Mais la loi impose à B de « payer » 5 semaines de congés à A, qui ne produira plus qu’à hauteur de 47 * 1100 = 51700€. Impossible pour B de payer les 52000€ normalement dus. Il va donc continuer à rémunérer A au même tarif, soit 47 * 1000 = 47000€ par an, mais simplement lisser ce salaire sur l’année entière.

A est donc rémunéré 47000€ par an, soit environ 900€ par semaine, avec 5 semaines de congés « payés ». A est content, il a acquis un droit social aux dépends du patron … en échange d’une perte de salaire de 10 %.

Les congés « payés » ne sont donc que des congés « forcés » s’accompagnant d’une baisse de salaire. Il en va bien sûr de même pour les 35h « payées 39 », les tickets restaurant « payés par l’employeur » et autres mutuelles santé « payées par l’entreprise ».

Les cotisations patronales n’existent pas

De la même façon, si A est payé 1500€ nets mensuel pour son travail, sa rémunération est décomposée comme suit (source gouvernementale) :

– 1500€ nets de cotisations sociales (mais pas d’impôt, TVA, TIPP, etc.)

– 2601€ de salaire complet, dont 456€ de cotisations « salariales » et 645€ de cotisations « patronales »

Dit autrement, B est prêt à débourser la somme de 2601€ par mois en échange du travail de A. Ce que celui-ci fait ensuite de son salaire complet ne le regarde pas. Qu’il décide de l’encaisser en entier ou de le découper en « salaire direct » de 1500€ et « salaire différé » de 1101€, ne change rien pour l’employeur.

En revanche, le salaire différé est important pour ceux qui le collectent et le gèrent à la place de A.

L’impôt sur les sociétés n’existe pas

En réalité, ce sont les sociétés elles-mêmes qui n’existent pas. Elles ne sont que des abstractions juridiques qui permettent de cloisonner la comptabilité personnelle et professionnelle des propriétaires de cette société.

Une société, c’est la représentation abstraite des interactions entre 5 types d’acteurs, tous de type « individu humain » sauf le dernier :

– Les propriétaires

– Les fournisseurs

– Les clients

– Les employés

– L’État

Quand l’un des acteurs s’arroge une part des bénéfices plus importante, par exemple lorsqu’une taxe ou un impôt doit être « payée par l’entreprise », elle est en réalité payée par un ou plusieurs des autres acteurs. Les propriétaires étant ceux qui décident de qui va payer, il est rare que ce soient eux-même.

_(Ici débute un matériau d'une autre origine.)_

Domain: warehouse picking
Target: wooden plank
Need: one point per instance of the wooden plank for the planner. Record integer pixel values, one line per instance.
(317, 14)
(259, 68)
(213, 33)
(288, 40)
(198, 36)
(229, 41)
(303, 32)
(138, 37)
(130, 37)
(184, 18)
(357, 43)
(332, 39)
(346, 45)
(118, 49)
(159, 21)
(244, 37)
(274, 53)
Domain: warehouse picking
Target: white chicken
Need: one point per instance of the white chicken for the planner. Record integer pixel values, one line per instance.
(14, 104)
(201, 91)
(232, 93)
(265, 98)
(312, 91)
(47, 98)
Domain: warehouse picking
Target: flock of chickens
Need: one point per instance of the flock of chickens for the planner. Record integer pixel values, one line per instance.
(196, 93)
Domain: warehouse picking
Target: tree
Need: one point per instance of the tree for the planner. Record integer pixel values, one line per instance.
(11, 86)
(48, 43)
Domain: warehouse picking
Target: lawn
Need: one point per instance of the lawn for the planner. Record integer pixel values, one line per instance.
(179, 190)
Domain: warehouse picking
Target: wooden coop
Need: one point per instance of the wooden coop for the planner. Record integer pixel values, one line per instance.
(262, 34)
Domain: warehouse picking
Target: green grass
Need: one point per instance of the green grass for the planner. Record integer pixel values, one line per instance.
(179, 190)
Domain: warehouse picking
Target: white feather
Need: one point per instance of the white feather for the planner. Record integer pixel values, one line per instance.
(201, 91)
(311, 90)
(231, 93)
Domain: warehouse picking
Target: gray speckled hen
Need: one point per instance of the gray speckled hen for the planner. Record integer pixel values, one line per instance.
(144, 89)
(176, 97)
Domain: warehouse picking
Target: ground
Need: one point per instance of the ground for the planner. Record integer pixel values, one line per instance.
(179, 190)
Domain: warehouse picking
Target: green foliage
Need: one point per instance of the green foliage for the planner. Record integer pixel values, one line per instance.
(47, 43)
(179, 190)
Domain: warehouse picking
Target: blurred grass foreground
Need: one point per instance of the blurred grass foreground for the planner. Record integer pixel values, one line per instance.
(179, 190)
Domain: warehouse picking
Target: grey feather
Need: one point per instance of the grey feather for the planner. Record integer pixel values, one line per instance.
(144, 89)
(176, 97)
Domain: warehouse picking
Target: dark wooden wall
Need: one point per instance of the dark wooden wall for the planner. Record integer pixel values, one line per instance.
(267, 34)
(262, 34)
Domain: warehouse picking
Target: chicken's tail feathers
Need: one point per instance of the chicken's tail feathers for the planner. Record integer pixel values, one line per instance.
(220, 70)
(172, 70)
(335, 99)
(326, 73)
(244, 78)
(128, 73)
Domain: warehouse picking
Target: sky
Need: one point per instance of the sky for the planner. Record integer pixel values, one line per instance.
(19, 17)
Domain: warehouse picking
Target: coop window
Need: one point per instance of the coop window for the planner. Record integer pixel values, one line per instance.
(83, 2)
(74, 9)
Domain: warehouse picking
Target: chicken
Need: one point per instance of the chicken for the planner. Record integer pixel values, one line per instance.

Dans un contexte de concurrence, les prix demandés aux fournisseurs sont déjà négociés au plus bas, et ceux demandés aux clients au plus haut. Ne restent que les salariés qui, à court ou à long terme, par des baisses ou des gels de salaire, seront ceux qui règlent la note.

Les entreprises ne font pas du social

Les entreprises sont des structures dont la finalité est de fournir des produits ou des services ayant une utilité pour un nombre suffisant de consommateurs. Elles ne sont pas le lieu où « faire du social », et toute contrainte en ce sens finira toujours par se rééquilibrer par un coût pour les salariés qui en profitent. Chaque avancée sociale se paye, de manière invisible et indolore, par une baisse de salaire.